To solve this problem efficiently, we can use a recursive approach. Here's a step-by-step explanation:

• Firstly, we handle the base case. If the current node is null (i.e., we have reached a leaf node or an empty tree), we return null since there is nothing to trim.

• Next, we compare the value of the current node with the given range [low, high].

  • If the current node's value is less than the low range, it means that all nodes in the left subtree will also be less than the low range. Therefore, we recursively trim the right subtree by calling the trimBST() function on the right child of the current node, and return the result.

  • If the current node's value is greater than the high range, it means that all nodes in the right subtree will also be greater than the high range. Therefore, we recursively trim the left subtree by calling the trimBST() function on the left child of the current node, and return the result.

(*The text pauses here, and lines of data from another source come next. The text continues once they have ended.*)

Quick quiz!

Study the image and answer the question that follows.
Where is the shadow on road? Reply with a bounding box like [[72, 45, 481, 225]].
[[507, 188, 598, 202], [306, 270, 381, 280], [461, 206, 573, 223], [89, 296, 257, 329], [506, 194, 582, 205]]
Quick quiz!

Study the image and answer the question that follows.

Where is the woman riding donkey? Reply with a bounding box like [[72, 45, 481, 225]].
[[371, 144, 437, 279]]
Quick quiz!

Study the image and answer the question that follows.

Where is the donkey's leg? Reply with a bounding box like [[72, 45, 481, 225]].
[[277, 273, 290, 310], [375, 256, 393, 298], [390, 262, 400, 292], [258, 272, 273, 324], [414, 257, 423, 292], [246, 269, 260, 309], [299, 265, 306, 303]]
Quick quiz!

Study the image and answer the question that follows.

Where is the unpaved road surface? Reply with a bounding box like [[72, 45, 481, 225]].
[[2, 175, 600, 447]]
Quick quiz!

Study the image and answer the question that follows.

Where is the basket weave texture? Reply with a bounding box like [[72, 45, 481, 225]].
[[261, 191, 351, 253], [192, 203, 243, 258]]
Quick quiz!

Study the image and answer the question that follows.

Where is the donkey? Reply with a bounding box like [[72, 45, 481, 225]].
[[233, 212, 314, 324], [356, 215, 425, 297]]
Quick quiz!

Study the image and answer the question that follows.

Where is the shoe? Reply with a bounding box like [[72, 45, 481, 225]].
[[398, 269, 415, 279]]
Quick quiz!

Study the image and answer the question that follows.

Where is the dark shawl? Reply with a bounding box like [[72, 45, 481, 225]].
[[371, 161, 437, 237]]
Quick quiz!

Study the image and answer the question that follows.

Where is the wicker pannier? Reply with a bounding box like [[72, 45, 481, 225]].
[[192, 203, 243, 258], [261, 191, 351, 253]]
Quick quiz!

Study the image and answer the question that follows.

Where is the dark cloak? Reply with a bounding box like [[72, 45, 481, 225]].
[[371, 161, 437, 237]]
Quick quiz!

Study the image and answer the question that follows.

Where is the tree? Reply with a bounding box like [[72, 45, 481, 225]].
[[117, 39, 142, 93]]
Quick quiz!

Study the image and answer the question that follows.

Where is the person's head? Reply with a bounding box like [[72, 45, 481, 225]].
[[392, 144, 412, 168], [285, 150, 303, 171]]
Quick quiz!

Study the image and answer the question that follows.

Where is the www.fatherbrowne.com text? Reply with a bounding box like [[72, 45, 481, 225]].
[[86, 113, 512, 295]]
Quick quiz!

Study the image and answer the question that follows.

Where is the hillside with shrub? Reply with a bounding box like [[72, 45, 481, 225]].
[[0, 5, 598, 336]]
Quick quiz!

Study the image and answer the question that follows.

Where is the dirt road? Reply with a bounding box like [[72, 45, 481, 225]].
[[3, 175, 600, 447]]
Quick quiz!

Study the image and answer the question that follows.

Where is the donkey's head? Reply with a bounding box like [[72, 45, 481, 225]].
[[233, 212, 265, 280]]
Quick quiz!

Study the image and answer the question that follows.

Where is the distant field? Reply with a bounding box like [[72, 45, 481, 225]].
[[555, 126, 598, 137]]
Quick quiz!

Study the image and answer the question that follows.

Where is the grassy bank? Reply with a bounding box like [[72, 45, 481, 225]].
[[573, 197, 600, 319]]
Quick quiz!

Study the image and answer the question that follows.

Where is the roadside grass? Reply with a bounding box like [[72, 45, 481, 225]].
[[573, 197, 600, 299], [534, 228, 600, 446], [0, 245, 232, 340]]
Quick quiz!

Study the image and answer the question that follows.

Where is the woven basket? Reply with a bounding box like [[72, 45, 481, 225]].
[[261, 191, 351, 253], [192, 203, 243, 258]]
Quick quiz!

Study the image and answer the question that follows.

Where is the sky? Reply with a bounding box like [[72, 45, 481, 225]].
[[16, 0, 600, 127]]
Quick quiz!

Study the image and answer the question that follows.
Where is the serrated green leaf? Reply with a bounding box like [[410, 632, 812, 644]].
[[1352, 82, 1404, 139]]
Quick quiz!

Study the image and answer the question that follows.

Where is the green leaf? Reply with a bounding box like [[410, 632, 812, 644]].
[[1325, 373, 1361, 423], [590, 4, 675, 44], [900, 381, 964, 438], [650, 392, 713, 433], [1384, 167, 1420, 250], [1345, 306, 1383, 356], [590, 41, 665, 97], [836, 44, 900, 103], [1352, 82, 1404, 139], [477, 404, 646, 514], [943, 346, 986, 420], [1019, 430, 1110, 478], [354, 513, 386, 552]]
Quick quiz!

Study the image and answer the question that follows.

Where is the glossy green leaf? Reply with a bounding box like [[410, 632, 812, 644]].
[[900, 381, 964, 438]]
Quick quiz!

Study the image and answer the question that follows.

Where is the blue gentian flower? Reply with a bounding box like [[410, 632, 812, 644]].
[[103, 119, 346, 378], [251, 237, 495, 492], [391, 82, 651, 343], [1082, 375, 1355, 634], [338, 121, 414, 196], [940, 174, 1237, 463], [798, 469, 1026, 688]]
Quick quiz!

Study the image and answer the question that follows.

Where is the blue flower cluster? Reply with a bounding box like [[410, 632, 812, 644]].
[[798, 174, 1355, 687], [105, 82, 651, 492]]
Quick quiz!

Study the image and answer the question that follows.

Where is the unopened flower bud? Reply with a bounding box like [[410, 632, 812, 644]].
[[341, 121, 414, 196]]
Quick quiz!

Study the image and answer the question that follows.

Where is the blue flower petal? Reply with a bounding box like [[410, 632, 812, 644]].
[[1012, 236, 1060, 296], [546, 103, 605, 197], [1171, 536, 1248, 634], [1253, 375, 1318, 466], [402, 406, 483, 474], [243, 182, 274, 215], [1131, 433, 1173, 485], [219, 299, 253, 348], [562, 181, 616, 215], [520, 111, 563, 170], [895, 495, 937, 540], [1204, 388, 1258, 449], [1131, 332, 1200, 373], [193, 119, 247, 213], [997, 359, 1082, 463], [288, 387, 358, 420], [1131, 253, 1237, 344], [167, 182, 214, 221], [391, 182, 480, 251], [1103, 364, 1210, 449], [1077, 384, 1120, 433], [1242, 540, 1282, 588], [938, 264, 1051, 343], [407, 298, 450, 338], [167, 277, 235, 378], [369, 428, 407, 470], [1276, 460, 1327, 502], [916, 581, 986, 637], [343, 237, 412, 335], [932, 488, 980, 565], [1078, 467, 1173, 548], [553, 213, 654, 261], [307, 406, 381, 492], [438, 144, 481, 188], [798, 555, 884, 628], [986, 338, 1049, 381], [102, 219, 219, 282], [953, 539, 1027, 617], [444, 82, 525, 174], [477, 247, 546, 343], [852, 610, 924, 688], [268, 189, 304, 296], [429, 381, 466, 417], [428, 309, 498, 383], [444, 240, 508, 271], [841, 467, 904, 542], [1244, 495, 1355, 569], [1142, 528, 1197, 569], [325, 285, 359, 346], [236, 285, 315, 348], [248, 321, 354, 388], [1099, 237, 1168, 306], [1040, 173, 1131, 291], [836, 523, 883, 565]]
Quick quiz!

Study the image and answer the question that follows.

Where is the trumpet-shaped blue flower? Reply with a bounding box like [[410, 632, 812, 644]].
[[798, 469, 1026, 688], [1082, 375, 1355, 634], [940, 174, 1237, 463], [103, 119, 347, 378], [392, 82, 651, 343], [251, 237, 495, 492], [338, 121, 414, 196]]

• If the current node's value is within the given range, it means that the current node should be included in the trimmed tree. In this case, we recursively trim both the left and right subtrees by calling the trimBST() function on the left and right children of the current node, respectively.

• Finally, we update the left and right children of the current node with the trimmed left and right subtrees, and return the current node as the root of the trimmed tree.

This recursive approach ensures that we traverse the entire tree efficiently and trim it as required. The algorithm has a time complexity of O(N), where N is the number of nodes in the tree, as we need to visit every node once.

During an interview, it's important to understand the problem requirements and constraints, as well as the data structures involved (in this case, a binary search tree). You can discuss the constraints of the problem with the interviewer and confirm your understanding before proceeding to the implementation. Explaining the algorithm step by step and discussing the time and space complexity can also demonstrate your problem-solving and analytical skills.